Do disabled parents have a custody disadvantage? (2)
In our previous blog post, we discussed a new report from the National Council on Disability, an independent federal agency, which states that disabled parents have a high likelihood of losing custody of their children based solely on their disability. In one of many startling statistics, the report states that as many as 80 percent of parents who suffer from psychiatric or intellectual disabilities lose custody of their kids.
According to one autism rights activist, the custody issues of disabled people boil down to simple discrimination. “Parents with disabilities continue to be the only distinct community that has to fight to retain – and sometimes gain – custody of their own children,” he said. “The need to correct this unfair bias could not be more urgent or clear.”
Many child welfare officials have spoken out against these findings, arguing that a disability is rarely the sole reason for a child’s removal. “[The parent’s disability] is not why they are taken away,” said one child services worker. “They are taken away because the disability has continued to the point where there’s an episode of maltreatment or neglect.”
However, the report states that child welfare system is not doing a sufficient job in determining whether a parent’s disability creates real, unworkable roadblocks to a child’s health and well-being, or whether it simply requires a creative solution.
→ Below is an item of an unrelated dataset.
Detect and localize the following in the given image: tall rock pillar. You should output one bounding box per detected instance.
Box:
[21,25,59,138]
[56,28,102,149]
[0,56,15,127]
In many instances, all that is needed is additional support and assistance for disabled parents, or the allowance of unique living situations.
One reason for this is that child welfare workers do not have sufficient knowledge of when a parent’s disability truly places a child at risk, and need additional specialized training on how to handle and improve the situations of disabled parents.
What do you think? Should a disability automatically render a parent unfit?